Hi all,
This is to open a discussion on how to better handle event-time in continuous
file processing.
For the sake of illustration of the problem we will use the example of
processing hourly server logs.
In this case, each server writes its logs in hourly files, with names:
server-id-timestamp
Assumptions:
1) we have two servers producing logs server-1 and server-2
2) they have produced one file each, e.g. for 10am to 11am, so
server-1-10, server-2-10
3) our job has a parallelism of 2, so the
ContinuousFileMonitoringFunction has parallelism 1 and the reader 2
4) records within each file have timestamps in order, or moderately
out-of-order
5) each log file is split into two splits by the underlying filesystem,
e.g. server-1-10-1 and server-1-10-2
In the scenario above, and in the current implementation of the continuous file
processing, the monitoring function will:
1) sort the files on ascending modification time,
2) compute the splits of each of the files and
3) forward the splits in order of the modification timestamp and their
offset in the file to the downstream readers randomly.
Given the above, reader-1 will take server-1-10-1, and reader-2, server-1-10-2.
Focusing on reader-1, as soon as it gets its split, it will start reading the
contained elements and assign timestamps to them
based on a user-specified timestamp extractor (this may happen later in the
pipeline bit it does not break the generality of the problem).
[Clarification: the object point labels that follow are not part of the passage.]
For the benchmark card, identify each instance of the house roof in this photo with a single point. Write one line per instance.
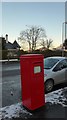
(10, 45)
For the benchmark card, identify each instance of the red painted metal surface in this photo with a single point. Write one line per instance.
(32, 81)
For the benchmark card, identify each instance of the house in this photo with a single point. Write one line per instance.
(12, 48)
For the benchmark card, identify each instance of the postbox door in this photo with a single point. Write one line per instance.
(38, 84)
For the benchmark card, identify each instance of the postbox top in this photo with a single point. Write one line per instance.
(31, 55)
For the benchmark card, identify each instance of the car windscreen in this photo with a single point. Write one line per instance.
(49, 62)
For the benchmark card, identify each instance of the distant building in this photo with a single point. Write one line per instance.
(11, 47)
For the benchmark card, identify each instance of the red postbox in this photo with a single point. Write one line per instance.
(32, 81)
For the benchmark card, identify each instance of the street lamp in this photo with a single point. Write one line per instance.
(63, 35)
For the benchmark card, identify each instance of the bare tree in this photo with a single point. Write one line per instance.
(32, 35)
(46, 43)
(49, 43)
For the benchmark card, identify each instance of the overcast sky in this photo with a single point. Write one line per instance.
(49, 15)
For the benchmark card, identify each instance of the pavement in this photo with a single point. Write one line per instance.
(12, 107)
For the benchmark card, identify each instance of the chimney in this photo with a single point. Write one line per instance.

In addition, given that we are operating in event time, the reader will also
start emitting watermarks based on the timestamps
assigned to the elements it has read.
In this case, after processing server-1-10-1 and server-1-10-2 by the 2
readers, the watermark will have advanced somewhere in the
middle of the timestamps included in the file (files have logs for 10 to 11
am).
In this case, when the splits of file server-2-10 are to be processed, elements
in the beginning of the file will be dropped as late.
Proposed Solution:
To face this, we could do the following:
1) Split the files (and their corresponding splits) in file-groups e.g. based
on a user-specified parser of the filename.
2) Files/splits within the same file-group should be ordered so that
server-1-10 is processed
before server-1-11. This can be done through the same filename parser mentioned
before.
3) In each reader task, keep a watermark emitter/ timestamp extractor and a
(candidate) watermark per file-group. The watermark
emitted by each task should be the minimum across all its file-groups.